Esta acción se suma a la creciente inquietud de la Comunidad de Titulares de amarres. Como ya informó ESdiario los titulares han expresado su preocupación por la interpretación de la prórroga concesión administrativa realizada por Marina Greenwich, así como por el impacto directo sobre sus derechos y el uso de unas instalaciones cuya titularidad corresponde al Club Náutico Campomanes. Este diario intentó contactar semanas atrás, sin éxito, con los responsables de Marina Greenwich para recabar su versión.

En el plano institucional, el alcalde de Altea, Diego Zaragozí, ha mantenido recientemente un encuentro con representantes del Club Náutico Campomanes y de la Comunidad de Titulares de amarres, en el que trasladó su apoyo y seguimiento activo de la situación.

Asimismo, desde el entorno del Club Náutico Campomanes se pone en valor la creciente presión social, mediática y del sector náutico ante este proceso, al tiempo que se denuncia la falta de transparencia, la opacidad y la ausencia de respuesta por parte de los responsables de Marina Greenwich, que no están atendiendo a los medios de comunicación ni ofreciendo explicaciones públicas.

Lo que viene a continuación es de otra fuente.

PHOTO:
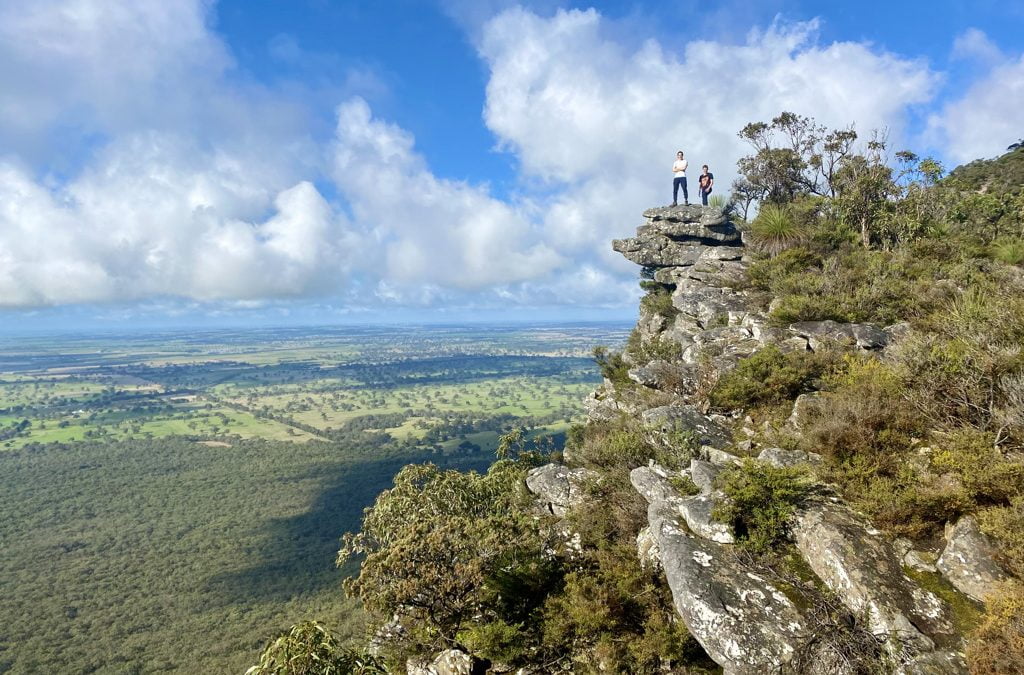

Especialmente significativo resulta el último correo remitido por Marina Greenwich al Club Náutico Campomanes, en el que, además de reiterar la expiración del plazo, se establece que cualquier uso de las instalaciones —propiedad del propio Club Náutico— quedaría condicionado al pago de 8.000 euros mensuales, una exigencia que ha generado sorpresa y rechazo.

El conflicto, lejos de resolverse, se intensifica en las horas previas a una fecha clave que puede marcar el futuro inmediato del Club Náutico Campomanes y de toda su Comunidad náutica.

Fundado en 1983, el Club desarrolla una labor deportiva, social y medioambiental reconocida en el ámbito local, autonómico y nacional. Está integrado en la Real Federación Española de Vela y en la Federación de Vela de la Comunidad Valenciana, y mantiene convenios con instituciones educativas y deportivas locales.